5-axis review: APPROVED.
Correctness: Expands staging E2E coverage for the requested runtime arms and lifecycle paths without production-code changes. The model slug helper now covers seo-agent as the claude-code template variant and google-adk AI-Studio BYOK, with unit coverage for those selections. The external-runtime harness adds kimi/kimi-cli BYO meta-runtime create/register/A2A poll-queue checks, and the full SaaS harness adds template-based seo-agent provisioning plus pause/resume/hibernate wake lifecycle checks.

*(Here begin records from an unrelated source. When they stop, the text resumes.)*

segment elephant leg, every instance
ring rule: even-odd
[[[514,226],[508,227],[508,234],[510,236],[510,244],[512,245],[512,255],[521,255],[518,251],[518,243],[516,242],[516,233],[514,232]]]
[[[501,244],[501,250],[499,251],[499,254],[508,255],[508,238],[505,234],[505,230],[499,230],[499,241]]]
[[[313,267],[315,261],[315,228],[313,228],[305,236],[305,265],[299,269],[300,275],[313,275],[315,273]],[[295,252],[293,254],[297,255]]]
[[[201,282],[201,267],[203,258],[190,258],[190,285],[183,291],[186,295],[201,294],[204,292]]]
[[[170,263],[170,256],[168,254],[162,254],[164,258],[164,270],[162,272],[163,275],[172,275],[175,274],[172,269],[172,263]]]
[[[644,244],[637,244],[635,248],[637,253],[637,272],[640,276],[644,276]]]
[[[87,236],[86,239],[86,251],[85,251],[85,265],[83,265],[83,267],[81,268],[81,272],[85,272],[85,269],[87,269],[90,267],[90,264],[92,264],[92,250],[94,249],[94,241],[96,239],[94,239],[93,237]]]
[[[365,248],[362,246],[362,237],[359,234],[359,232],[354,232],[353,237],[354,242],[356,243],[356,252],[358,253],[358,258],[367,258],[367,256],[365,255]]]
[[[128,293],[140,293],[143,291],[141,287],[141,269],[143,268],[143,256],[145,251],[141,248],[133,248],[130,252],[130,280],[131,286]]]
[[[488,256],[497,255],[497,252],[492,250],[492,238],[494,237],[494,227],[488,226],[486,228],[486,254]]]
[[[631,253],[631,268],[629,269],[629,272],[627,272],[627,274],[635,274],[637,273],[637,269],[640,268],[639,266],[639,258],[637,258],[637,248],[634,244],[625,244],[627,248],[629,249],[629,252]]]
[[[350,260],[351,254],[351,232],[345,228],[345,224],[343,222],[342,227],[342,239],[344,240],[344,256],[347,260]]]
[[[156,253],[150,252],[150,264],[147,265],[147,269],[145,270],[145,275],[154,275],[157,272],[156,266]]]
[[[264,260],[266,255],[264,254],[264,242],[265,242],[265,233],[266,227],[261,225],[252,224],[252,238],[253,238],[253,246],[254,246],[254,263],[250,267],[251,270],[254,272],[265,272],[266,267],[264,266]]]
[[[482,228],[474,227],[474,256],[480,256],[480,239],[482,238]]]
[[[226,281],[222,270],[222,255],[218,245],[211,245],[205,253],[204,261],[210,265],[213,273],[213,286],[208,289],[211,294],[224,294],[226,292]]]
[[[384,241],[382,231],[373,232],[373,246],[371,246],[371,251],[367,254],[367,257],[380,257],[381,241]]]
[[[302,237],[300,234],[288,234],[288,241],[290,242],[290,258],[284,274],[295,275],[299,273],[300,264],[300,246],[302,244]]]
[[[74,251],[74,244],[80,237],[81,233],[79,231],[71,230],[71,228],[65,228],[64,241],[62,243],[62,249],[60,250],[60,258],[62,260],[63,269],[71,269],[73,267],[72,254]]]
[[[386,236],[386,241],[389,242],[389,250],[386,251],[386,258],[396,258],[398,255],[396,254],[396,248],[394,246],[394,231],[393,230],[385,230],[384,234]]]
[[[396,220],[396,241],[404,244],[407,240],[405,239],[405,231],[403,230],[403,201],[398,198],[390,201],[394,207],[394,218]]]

Robustness: New create payload building avoids shell JSON escaping hazards and reports missing IDs with actionable response bodies. The lifecycle checks verify DB-backed status transitions and fail hard on broken transitions rather than silently skipping. Security: no secrets are committed; existing secret injection paths are used and Secret scan is green. Performance: the staging timeout increase is documented and sized for the added reprovision lifecycle checks; no unbounded polling was introduced. Readability: comments are lengthy but make the runtime/template distinctions and fail-closed expectations clear.
Required-context review: head
2e31f27304is mergeable; CI/all-required, E2E API Smoke, Handlers PG, Platform Go, and Secret scan are green. Combined red is ignored per corrected core gate.